New OpenTelemetry Kotlin SDK

OpenTelemetry Blog

OpenTelemetry's new Kotlin SDK targets a real instrumentation gap for teams running Kotlin Multiplatform workloads, but whether it matters for your ML infrastructure depends heavily on where Kotlin sits in your stack. If you're running inference services on JVM or building mobile ML applications with on-device models, this could consolidate your observability story. If you're pure Python for training and serving, it's irrelevant.

The core value proposition is unified instrumentation across Android, JVM, browser, and desktop from a single codebase. For ML systems, this becomes interesting in two specific scenarios. First, teams serving models through Kotlin-based API layers on JVM can now instrument request latency, token throughput, and error rates using the same semantic conventions as their Python training infrastructure. Second, mobile ML teams running TensorFlow Lite or Core ML models in Kotlin-based Android apps finally get a path to production-grade distributed tracing without rolling custom solutions or relying on platform-specific SDKs that don't interoperate with backend telemetry.

The practical question is whether this actually reduces operational complexity or just adds another SDK to maintain. For shops already standardized on OpenTelemetry across their Python serving layer and Go orchestration services, adding Kotlin support means your mobile inference metrics flow into the same Jaeger or Tempo backend. You can trace a request from your edge model through your API gateway to your GPU serving cluster using consistent span attributes. That's valuable when debugging latency spikes or analyzing which inference path users actually hit.

The tradeoffs get messier for teams not already bought into OpenTelemetry. If you're using Datadog or New Relic with their native Kotlin agents, switching to OpenTelemetry means configuring exporters, validating that custom metrics still work, and potentially losing vendor-specific features like automatic error grouping or APM integrations. The Kotlin SDK is also in active development, donated from Embrace, which means API stability isn't guaranteed and you're betting on community momentum to fill feature gaps.

From a metrics perspective, what you actually get is standardized collection of request duration, throughput, and error rates with proper context propagation. For LLM serving specifically, you'll still need custom instrumentation for model-specific metrics like TTFT, token-by-token latency percentiles, cache hit rates, and prompt token counts. OpenTelemetry gives you the plumbing but not the semantic understanding of what makes an LLM request slow or expensive.

The KMP angle matters most if you're sharing business logic between platforms. If your feature extraction, preprocessing, or lightweight model inference runs in shared Kotlin code deployed to both Android and backend services, instrumenting that once and getting telemetry in both environments is legitimately useful. But if your KMP usage is limited to UI code or simple data classes, the observability benefit is minimal.

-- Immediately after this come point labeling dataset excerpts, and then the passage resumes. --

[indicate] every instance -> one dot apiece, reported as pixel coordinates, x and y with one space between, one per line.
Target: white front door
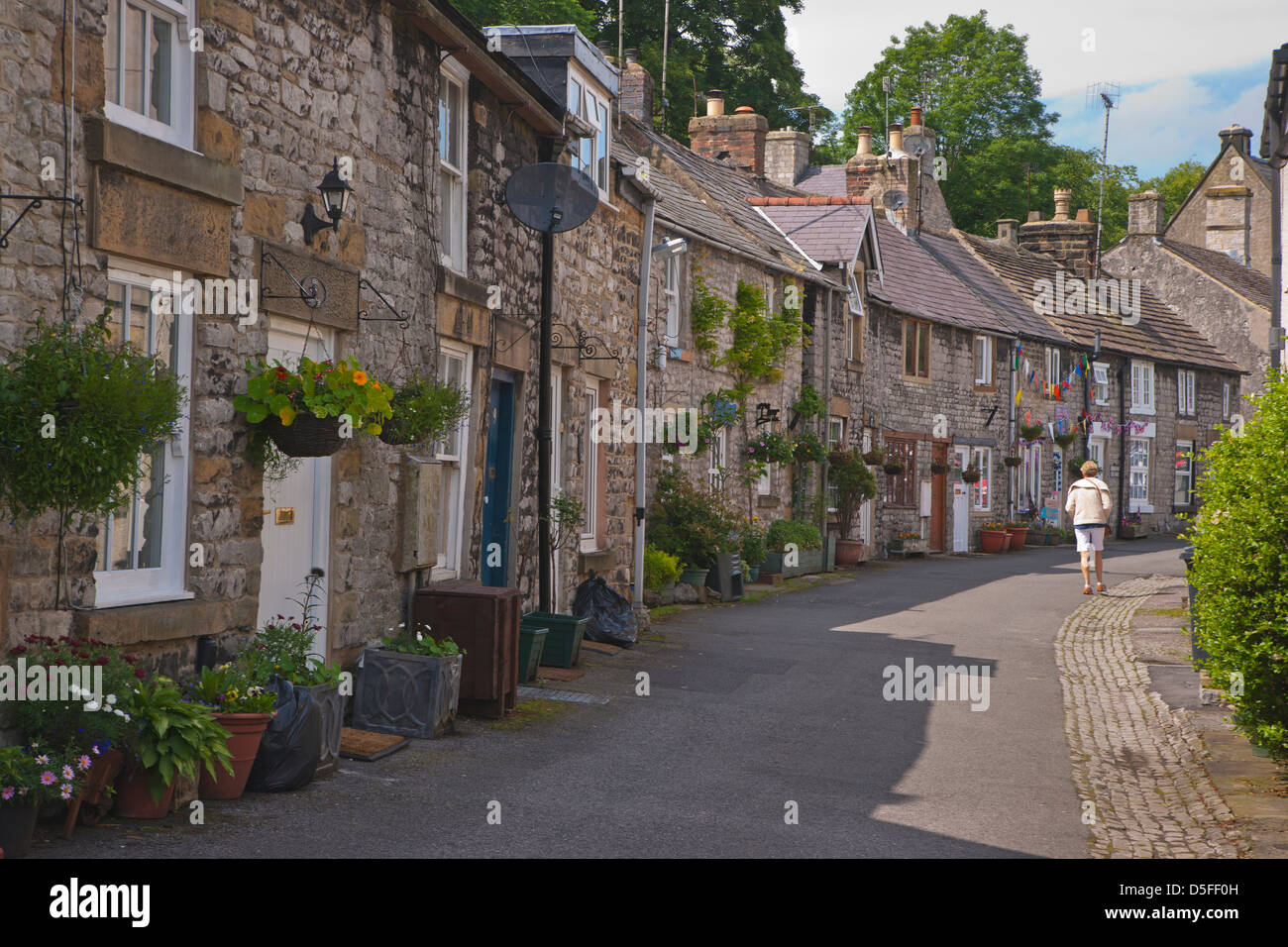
297 508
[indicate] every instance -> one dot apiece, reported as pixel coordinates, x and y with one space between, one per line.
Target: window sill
147 598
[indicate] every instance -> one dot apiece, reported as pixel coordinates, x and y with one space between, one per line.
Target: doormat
368 746
559 673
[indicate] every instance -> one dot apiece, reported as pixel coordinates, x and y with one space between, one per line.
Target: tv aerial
550 197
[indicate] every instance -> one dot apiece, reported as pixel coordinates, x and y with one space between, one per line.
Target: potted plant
283 648
240 705
29 777
424 411
168 737
854 486
807 548
410 684
661 571
78 414
308 410
993 538
752 549
562 644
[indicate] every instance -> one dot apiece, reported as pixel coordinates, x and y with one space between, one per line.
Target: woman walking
1090 504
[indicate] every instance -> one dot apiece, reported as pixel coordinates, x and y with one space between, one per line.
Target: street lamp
335 200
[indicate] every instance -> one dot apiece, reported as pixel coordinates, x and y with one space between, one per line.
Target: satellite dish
915 145
894 200
552 197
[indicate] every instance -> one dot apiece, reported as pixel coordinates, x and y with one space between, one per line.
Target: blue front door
496 487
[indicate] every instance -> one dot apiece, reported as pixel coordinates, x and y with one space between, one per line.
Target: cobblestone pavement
1138 762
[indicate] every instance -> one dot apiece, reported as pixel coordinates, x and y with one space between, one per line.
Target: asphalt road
751 706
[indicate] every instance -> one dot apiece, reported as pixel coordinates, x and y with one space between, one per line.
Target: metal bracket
312 290
402 318
585 344
33 201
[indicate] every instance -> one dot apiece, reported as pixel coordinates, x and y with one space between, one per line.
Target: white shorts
1091 539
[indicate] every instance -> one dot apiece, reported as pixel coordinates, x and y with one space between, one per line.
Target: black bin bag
612 620
291 746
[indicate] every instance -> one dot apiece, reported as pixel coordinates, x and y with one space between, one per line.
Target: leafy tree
974 81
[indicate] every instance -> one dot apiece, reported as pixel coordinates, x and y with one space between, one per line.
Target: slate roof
823 179
1159 335
915 283
711 198
829 234
1245 281
1000 298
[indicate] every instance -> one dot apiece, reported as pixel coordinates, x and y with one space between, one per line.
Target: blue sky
1180 81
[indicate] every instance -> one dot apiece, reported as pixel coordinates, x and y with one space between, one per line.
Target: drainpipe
642 397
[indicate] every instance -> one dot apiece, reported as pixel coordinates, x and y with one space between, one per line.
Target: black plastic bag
291 746
612 620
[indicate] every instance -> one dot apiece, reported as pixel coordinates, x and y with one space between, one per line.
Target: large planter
408 694
17 826
532 642
849 552
245 732
134 799
1019 535
563 639
331 703
807 561
308 436
993 540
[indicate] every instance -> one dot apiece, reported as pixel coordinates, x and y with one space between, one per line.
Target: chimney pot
864 149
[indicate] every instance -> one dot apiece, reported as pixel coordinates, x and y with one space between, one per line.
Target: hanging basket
308 436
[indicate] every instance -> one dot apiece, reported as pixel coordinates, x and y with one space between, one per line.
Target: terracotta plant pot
17 826
134 800
246 731
993 540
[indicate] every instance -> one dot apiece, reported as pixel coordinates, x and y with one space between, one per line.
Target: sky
1183 73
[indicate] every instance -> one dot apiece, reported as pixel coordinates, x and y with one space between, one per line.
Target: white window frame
1052 371
1141 384
455 474
1186 388
590 474
983 361
592 106
183 99
1137 489
671 296
166 581
1186 474
454 198
1100 382
982 491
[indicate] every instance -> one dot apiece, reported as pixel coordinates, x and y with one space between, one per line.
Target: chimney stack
635 89
735 140
1145 214
786 157
1068 241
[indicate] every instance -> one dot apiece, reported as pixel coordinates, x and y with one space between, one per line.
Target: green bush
1240 569
660 569
803 534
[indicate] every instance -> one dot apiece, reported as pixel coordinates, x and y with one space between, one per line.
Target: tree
974 81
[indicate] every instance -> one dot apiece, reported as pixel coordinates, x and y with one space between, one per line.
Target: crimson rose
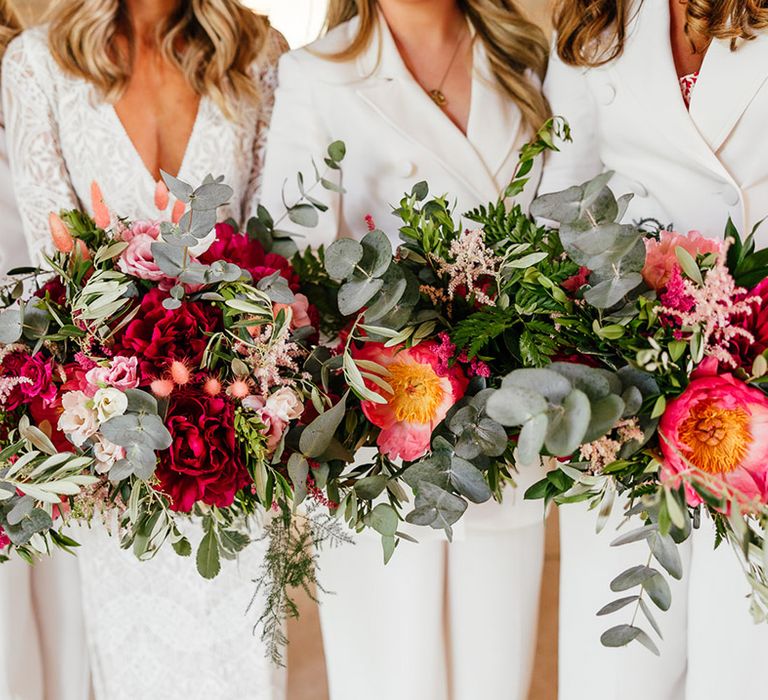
157 336
204 462
248 254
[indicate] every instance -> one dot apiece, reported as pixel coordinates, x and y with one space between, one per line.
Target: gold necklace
437 95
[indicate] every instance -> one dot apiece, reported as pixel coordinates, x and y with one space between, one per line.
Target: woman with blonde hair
672 96
445 91
114 91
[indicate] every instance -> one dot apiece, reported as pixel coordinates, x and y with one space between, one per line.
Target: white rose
285 405
109 403
106 454
79 420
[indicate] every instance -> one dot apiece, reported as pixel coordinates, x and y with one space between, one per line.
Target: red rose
38 373
157 336
742 350
204 461
248 254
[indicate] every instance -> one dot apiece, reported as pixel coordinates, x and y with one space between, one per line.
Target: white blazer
395 136
394 133
690 169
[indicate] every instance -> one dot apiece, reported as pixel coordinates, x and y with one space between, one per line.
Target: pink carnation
661 259
717 432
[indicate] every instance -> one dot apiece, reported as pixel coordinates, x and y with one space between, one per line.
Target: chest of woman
693 165
96 146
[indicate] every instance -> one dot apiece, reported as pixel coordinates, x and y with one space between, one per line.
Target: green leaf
568 425
371 487
515 406
316 437
468 480
342 257
688 265
384 519
354 295
208 559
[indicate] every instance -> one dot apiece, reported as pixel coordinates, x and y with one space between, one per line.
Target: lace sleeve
40 176
267 77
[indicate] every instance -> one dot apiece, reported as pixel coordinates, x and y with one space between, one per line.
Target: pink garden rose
718 424
122 373
137 259
300 310
660 257
424 390
273 424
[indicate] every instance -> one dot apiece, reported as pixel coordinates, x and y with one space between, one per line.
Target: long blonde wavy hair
10 25
593 32
512 42
212 42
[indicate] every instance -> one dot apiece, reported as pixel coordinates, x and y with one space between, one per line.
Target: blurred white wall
300 21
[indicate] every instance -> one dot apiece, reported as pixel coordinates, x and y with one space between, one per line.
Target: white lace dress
155 629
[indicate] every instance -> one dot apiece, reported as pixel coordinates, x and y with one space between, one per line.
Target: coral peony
719 425
660 256
424 390
204 462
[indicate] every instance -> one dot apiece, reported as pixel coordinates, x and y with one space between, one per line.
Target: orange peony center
718 438
417 392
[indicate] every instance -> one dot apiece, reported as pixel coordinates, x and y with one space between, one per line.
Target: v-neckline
135 151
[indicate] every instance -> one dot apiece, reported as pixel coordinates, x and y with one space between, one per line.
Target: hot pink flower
719 425
122 373
424 391
660 257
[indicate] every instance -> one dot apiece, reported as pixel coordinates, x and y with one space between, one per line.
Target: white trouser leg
383 626
586 668
494 578
727 651
20 663
57 595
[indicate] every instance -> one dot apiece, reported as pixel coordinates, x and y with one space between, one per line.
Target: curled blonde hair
10 25
513 44
593 32
212 42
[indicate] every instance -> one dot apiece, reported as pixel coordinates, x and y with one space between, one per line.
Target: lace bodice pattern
155 629
62 137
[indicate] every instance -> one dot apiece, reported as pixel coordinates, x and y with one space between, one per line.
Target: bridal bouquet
155 369
630 357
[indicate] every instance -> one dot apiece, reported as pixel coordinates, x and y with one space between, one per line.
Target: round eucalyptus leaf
342 257
468 480
531 440
567 425
619 636
515 406
555 387
605 414
353 296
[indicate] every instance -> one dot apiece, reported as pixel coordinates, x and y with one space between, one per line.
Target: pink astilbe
605 450
711 308
472 261
269 354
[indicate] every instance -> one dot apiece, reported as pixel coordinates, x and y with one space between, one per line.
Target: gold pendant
438 98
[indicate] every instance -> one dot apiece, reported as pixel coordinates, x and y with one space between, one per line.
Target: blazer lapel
388 87
647 69
495 120
728 82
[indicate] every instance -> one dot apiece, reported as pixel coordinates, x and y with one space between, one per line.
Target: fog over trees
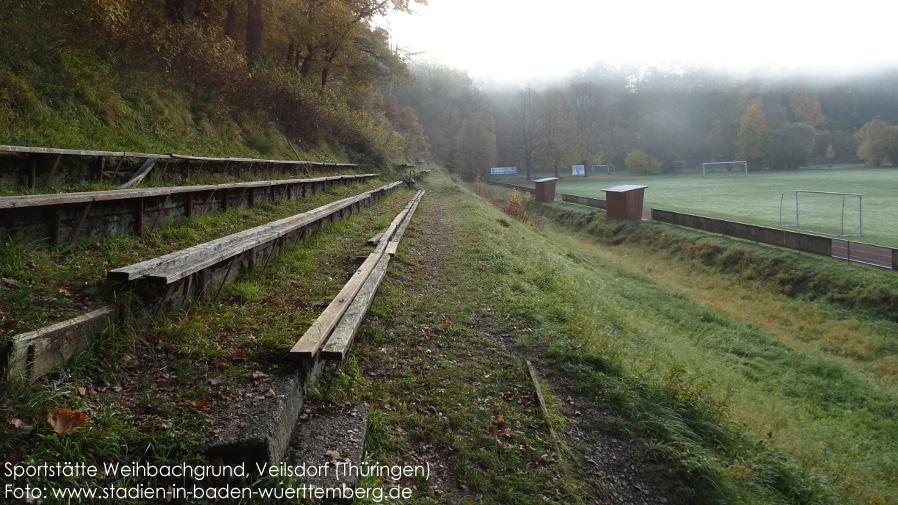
603 114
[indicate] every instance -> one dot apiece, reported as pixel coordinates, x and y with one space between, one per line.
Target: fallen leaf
21 427
204 406
153 424
66 421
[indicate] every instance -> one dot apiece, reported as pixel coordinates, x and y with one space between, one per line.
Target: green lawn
756 198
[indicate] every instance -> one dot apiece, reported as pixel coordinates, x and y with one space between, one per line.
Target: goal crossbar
857 231
712 164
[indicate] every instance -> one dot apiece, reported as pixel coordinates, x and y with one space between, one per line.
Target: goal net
824 212
725 167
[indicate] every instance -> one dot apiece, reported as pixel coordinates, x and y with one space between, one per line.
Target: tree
526 107
586 99
638 162
558 142
475 146
878 143
753 134
806 109
790 146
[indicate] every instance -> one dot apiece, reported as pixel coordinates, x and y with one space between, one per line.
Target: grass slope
756 199
730 409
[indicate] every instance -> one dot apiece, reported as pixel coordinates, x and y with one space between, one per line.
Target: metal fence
845 250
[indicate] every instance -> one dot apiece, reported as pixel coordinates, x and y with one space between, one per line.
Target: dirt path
601 465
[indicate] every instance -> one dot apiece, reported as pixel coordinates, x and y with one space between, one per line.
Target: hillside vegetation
203 78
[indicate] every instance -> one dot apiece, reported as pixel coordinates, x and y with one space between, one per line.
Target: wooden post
81 221
117 167
52 170
138 217
159 214
164 169
32 170
54 226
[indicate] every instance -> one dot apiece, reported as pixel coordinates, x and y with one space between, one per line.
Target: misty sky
516 40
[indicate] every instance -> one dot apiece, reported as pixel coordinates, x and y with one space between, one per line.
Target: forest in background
606 114
217 77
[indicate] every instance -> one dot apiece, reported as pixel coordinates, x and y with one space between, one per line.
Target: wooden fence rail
854 252
169 281
66 217
43 163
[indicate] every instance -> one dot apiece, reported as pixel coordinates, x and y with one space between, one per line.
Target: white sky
526 39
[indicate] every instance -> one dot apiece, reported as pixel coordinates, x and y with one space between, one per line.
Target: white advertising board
503 170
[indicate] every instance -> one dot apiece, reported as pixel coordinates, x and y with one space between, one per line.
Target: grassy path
666 381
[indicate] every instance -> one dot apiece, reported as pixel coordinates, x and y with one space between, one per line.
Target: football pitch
756 198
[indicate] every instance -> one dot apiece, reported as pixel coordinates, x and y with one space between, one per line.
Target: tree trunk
231 22
182 11
253 30
307 61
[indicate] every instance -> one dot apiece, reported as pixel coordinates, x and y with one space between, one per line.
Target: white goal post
825 212
714 166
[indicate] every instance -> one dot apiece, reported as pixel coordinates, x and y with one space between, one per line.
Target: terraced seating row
173 278
333 331
94 214
186 163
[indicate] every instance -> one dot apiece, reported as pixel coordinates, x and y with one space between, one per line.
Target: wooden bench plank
312 340
9 202
338 345
179 264
320 331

For teams evaluating this, the decision hinges on existing OpenTelemetry adoption and how much Kotlin you're actually running in production inference paths. If you're already exporting traces from Python FastAPI services to an OTel collector, adding Kotlin instrumentation to your mobile edge models creates a complete picture. If you're starting fresh, the ecosystem maturity of vendor SDKs might outweigh the standardization benefits until the Kotlin SDK stabilizes and proves itself in production ML workloads.